Sorting Algorithm Visualization

Geoffrey Barrett -
Project Image

The inspiration behind this project originated from the fact that when I started developing this website, I had been interviewing for new job opportunities in software engineering.

Often times during the interview process candidates are asked esoteric algorithms questions, and I thought it would be interesting to visualize the differences between various sorting algorithms that are often asked during coding interviews.

The source code can be found in the VizSort repository of my GitHub account.

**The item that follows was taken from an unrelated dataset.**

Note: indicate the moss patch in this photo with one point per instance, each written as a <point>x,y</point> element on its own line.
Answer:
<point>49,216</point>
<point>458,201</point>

The algorithms in the VizSort repository has some additional logic to track the sorting state for visualization purposes. Therefore, it is not suggested that this code is used in any production software. Additionally, the code is written in pure Python, making it highly inefficient in comparison to popular third party sorting algorithms.

Bubble Sort

Fig 1.

The Bubble Sort algorithm performs a "pass" on each element until there are no adjacent elements to swap. The visualization is updated on a per pass basis.

Bubble Sort is a comparison-based sorting algorithm, and is the most intuitive to understand using the heatmap depicted in Figure 1. You can see how the algorithm was given it's name as the largest element "bubbles" towards the top of the array (although in this case it is bubbling towards the bottom of the array). The algorithm repeatedly iterates across the elements and swaps adjacent values until all the elements are sorted.

Despite being the most intuitive, Bubble Sort has quite poor performance with an average time-complexity of O(n2) . For comparison, sorters implemented in the popular third-party packages typically have an average time-complexity of O(n log n).

Merge Sort

Fig 2.

Merge Sort algorithm results visualized on a per-divsion basis (starting from the smallest sub-array and ending at the fully sorted array).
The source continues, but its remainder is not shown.